Justiça de Pernambuco condena dono de plataforma ilegal de streaming a cinco anos de prisão
Site cobrava mensalidade de R$ 30 para acesso irregular a canais e conteúdos protegidos
A Justiça de Pernambuco condenou o proprietário do serviço ilegal de IPTV “SkyFlix” a cinco anos de prisão em regime semiaberto pelos crimes de violação de direito autoral e lavagem de capitais. De acordo com a decisão, a plataforma operava clandestinamente como serviço de TV por assinatura.

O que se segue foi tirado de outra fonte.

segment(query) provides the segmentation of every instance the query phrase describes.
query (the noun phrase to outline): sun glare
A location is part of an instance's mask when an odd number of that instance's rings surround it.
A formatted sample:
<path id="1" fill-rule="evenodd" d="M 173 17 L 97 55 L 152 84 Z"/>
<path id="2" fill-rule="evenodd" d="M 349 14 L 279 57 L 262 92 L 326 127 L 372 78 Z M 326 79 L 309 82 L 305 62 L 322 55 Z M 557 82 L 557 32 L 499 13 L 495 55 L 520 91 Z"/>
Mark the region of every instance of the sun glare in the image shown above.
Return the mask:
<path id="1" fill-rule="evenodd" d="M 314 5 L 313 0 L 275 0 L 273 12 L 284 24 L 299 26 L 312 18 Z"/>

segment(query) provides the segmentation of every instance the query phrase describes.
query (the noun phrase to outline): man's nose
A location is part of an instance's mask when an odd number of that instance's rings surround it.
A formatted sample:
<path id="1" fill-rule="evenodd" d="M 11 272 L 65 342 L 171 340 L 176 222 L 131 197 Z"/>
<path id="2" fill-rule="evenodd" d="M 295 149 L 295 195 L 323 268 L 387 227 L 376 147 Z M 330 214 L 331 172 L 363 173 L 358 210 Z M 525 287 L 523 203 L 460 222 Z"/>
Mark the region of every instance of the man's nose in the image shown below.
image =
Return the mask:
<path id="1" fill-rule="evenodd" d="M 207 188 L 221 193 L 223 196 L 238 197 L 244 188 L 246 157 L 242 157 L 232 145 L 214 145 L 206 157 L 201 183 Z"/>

A sentença foi assinada pelo juiz Erasmo José da Silva Neto pela Vara Única de Carnaíba, no Sertão de Pernambuco. Segundo a decisão, a plataforma oferecia acesso ilegal a mais de 100 mil conteúdos, entre canais, filmes e séries, incluindo programação de operadoras autorizadas, sem permissão dos detentores dos direitos autorais. Os assinantes pagavam mensalidade de R$ 30.
Além da pena de prisão, o réu foi condenado ao pagamento de 20 dias-multa, calculados com base em 1/30 do salário mínimo vigente à época dos fatos, em setembro de 2024, quando a Polícia Civil de Pernambuco iniciou a investigação.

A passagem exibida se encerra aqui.